Shiina Isamu, Sano Yoshiyuki, Nakata Kenya, Kikuchi Takaaki, Sasaki Akane, Ikekita Masahiko, Nagahara Yukitoshi, Hasome Yoshimune, Yamori Takao, Yamazaki Kanami
Department of Applied Chemistry, Faculty of Science, Tokyo University of Science, Kagurazaka, Shinjuku-ku, Tokyo 162-8601, Japan.
Biochem Pharmacol. 2008 Mar 1;75(5):1014-26. doi: 10.1016/j.bcp.2007.11.005. Epub 2007 Nov 22.
Four pseudo-symmetrical tamoxifen derivatives, RID-B (13), RID-C (14), RID-D (15), and bis(dimethylaminophenetole) (16), were synthesized via the novel three-component coupling reaction, and the structure-activity relationships of these pseudo-symmetrical tamoxifen derivatives were examined. It was discovered that 13 and 16 strongly inhibit the viability of the HL-60 human acute promyelocytic leukemia cell line, whereas 14 possesses a medium activity against the same cell line and 15 has no effect on the cell viability. The global anti-tumor activity of 13-16 against a variety of human cancer cells was assessed using a panel of 39 human cancer cell lines (JFCR 39), and it was shown that RID-B (13) strongly inhibited the growth of several cancer cell lines at concentrations of less than 1 microM (at 0.38 microM for SF-539 [central nervous system], at 0.58 microM for HT-29 [colon], at 0.20 microM for DMS114 [lung], at 0.21 microM for LOX-IMVI [melanoma], and at 0.23 microM for MKN74 [stomach]).
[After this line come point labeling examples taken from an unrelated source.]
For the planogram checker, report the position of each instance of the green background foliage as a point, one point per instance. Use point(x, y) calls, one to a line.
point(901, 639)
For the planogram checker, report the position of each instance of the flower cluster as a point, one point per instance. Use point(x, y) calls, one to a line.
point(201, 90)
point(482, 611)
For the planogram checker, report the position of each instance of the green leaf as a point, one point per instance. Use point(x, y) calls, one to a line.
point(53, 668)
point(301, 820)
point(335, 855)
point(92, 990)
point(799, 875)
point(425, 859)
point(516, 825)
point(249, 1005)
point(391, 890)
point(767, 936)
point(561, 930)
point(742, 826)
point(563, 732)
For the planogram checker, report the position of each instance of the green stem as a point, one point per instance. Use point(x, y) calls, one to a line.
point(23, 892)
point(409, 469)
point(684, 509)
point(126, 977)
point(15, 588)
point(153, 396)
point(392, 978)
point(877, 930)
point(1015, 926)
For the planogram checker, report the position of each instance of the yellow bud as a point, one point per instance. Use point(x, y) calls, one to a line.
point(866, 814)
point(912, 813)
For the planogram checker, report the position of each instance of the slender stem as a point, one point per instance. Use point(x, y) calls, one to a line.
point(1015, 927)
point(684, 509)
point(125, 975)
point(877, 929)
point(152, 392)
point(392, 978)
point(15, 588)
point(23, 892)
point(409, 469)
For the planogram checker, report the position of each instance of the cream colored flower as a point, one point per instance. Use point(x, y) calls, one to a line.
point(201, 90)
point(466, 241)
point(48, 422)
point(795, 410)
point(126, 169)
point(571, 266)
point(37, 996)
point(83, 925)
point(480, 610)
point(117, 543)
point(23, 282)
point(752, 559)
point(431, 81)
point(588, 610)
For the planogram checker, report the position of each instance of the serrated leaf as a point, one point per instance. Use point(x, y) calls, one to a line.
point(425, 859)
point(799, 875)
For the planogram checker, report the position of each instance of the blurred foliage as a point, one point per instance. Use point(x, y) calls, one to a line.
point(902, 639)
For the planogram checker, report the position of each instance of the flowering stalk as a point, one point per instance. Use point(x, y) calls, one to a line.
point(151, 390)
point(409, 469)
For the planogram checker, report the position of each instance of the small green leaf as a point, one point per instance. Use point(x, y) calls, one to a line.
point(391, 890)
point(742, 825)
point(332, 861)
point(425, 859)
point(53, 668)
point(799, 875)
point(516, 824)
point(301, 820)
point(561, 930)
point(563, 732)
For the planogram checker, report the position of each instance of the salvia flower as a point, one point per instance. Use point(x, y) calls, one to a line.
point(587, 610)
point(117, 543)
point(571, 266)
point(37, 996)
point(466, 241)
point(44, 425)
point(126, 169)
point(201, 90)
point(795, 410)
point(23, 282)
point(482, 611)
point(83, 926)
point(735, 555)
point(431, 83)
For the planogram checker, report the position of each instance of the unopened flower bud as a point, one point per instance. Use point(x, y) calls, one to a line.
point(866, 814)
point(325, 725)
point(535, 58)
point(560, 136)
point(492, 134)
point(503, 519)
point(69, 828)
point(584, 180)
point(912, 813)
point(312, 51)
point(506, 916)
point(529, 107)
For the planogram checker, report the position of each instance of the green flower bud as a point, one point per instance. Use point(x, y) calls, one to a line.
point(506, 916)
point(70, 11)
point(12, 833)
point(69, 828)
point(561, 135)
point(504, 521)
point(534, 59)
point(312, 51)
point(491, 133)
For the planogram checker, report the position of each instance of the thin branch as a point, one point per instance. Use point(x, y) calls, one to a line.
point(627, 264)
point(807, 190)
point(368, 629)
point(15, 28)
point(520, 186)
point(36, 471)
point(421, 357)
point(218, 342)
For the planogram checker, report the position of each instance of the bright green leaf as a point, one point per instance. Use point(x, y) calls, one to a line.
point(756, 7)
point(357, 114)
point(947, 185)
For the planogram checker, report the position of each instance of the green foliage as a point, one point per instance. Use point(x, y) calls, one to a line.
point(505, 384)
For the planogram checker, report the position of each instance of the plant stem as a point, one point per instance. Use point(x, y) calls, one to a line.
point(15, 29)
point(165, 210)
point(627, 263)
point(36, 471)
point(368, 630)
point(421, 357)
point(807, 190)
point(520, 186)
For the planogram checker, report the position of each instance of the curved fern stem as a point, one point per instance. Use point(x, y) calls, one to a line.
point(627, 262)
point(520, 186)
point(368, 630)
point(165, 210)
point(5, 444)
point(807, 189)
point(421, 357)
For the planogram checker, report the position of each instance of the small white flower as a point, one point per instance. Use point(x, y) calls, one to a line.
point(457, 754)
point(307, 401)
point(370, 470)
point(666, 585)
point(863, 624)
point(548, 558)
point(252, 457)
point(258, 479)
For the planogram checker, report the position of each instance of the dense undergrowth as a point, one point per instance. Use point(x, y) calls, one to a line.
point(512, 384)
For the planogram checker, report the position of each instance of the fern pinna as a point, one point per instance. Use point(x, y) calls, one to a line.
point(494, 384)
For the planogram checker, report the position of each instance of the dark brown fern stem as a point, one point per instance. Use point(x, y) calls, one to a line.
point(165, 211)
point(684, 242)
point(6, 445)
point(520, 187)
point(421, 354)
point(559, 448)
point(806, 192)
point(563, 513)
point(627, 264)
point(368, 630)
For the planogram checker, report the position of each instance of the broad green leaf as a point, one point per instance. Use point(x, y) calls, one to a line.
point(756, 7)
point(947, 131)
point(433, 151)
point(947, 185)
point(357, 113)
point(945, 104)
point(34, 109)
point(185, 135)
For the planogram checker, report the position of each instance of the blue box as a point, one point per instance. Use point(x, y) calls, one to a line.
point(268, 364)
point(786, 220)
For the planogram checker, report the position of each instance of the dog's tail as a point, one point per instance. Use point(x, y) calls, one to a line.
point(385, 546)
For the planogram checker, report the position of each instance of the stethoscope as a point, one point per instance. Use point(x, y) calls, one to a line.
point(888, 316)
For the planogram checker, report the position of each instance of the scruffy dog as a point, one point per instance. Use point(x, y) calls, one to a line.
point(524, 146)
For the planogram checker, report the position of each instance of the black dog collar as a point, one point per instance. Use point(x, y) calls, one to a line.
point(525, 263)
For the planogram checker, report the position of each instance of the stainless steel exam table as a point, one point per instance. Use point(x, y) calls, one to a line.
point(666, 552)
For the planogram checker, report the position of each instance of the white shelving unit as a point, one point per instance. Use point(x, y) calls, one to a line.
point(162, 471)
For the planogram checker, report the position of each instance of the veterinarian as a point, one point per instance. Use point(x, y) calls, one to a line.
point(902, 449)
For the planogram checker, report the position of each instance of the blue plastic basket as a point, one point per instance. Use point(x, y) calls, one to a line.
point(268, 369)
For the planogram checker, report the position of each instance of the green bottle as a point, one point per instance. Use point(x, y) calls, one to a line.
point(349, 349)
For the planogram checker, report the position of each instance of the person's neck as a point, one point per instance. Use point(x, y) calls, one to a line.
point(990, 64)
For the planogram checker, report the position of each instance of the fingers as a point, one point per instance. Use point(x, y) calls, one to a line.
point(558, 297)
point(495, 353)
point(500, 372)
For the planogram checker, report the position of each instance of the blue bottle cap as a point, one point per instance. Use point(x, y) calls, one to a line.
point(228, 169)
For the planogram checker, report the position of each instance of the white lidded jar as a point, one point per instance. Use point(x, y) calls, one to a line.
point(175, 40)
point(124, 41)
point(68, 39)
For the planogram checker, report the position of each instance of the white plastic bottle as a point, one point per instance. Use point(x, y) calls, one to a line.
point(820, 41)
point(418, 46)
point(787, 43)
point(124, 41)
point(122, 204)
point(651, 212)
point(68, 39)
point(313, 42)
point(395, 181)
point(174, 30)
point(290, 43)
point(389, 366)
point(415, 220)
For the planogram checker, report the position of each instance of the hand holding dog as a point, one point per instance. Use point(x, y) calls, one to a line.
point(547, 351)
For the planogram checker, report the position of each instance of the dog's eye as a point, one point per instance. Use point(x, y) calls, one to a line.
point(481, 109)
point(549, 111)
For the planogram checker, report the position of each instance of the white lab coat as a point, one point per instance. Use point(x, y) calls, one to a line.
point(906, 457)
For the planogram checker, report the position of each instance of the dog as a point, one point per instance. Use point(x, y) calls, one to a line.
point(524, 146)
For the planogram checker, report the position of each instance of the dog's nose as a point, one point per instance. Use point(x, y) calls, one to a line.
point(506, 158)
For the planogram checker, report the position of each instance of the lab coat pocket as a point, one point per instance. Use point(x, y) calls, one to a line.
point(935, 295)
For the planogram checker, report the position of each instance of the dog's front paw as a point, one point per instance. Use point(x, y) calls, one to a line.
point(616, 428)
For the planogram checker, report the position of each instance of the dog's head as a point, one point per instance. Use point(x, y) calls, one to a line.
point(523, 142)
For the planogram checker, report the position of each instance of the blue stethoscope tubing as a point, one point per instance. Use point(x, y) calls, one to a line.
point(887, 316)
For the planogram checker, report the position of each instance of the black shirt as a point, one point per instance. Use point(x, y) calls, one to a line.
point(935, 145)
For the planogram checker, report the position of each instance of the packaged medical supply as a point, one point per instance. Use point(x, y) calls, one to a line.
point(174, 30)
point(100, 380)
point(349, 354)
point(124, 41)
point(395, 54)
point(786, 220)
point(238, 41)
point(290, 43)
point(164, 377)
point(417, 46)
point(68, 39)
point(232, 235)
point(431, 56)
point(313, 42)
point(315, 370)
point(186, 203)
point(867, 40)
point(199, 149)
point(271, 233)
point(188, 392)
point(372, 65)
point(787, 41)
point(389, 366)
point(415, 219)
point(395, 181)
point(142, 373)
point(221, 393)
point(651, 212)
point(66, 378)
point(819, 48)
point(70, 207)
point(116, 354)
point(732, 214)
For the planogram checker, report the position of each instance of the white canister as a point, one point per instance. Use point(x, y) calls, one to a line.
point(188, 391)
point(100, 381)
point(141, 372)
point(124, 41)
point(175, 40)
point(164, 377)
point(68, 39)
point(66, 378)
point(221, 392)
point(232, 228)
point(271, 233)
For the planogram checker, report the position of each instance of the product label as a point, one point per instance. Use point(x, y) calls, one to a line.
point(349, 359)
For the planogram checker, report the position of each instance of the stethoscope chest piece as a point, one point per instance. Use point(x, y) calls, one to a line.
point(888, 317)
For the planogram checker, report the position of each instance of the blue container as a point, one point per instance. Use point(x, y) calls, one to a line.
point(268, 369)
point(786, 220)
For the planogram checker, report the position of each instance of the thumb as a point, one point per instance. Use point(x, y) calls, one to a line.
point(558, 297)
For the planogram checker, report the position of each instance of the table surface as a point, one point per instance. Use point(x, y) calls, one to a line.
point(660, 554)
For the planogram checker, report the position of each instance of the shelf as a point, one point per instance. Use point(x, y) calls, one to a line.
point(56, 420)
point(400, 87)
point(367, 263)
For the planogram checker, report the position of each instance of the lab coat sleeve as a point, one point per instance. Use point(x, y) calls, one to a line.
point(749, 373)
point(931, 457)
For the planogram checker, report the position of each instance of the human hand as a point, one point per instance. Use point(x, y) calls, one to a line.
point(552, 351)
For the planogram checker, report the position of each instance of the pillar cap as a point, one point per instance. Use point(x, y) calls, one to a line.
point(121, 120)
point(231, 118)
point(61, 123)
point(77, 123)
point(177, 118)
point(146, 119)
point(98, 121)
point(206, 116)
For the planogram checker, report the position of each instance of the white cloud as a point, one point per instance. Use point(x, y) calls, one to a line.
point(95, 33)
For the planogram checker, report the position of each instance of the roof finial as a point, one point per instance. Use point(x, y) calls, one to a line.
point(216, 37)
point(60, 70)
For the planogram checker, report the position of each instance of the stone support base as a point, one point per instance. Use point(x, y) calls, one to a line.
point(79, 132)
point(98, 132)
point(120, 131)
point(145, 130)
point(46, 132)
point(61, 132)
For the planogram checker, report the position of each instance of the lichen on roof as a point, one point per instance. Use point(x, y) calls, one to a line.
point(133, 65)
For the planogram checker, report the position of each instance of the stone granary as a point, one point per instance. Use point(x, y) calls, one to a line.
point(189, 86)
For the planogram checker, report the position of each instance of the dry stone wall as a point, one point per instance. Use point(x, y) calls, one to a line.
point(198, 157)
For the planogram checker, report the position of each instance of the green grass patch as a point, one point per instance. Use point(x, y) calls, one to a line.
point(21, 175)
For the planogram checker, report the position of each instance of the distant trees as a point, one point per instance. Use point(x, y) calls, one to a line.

通过新型三组分偶联反应合成了四种伪对称他莫昔芬衍生物,即RID - B(13)、RID - C(14)、RID - D(15)和双(二甲基氨基苯乙醚)(16),并研究了这些伪对称他莫昔芬衍生物的构效关系。发现13和16强烈抑制HL - 60人急性早幼粒细胞白血病细胞系的活力,而14对同一细胞系具有中等活性,15对细胞活力无影响。使用一组39种人类癌细胞系(JFCR 39)评估了13 - 16对多种人类癌细胞的整体抗肿瘤活性,结果表明,RID - B(13)在浓度低于1微摩尔时强烈抑制几种癌细胞系的生长(对于SF - 539 [中枢神经系统]为0.38微摩尔,对于HT - 29 [结肠]为0.58微摩尔,对于DMS114 [肺]为0.20微摩尔,对于LOX - IMVI [黑色素瘤]为0.21微摩尔,对于MKN74 [胃]为0.23微摩尔)。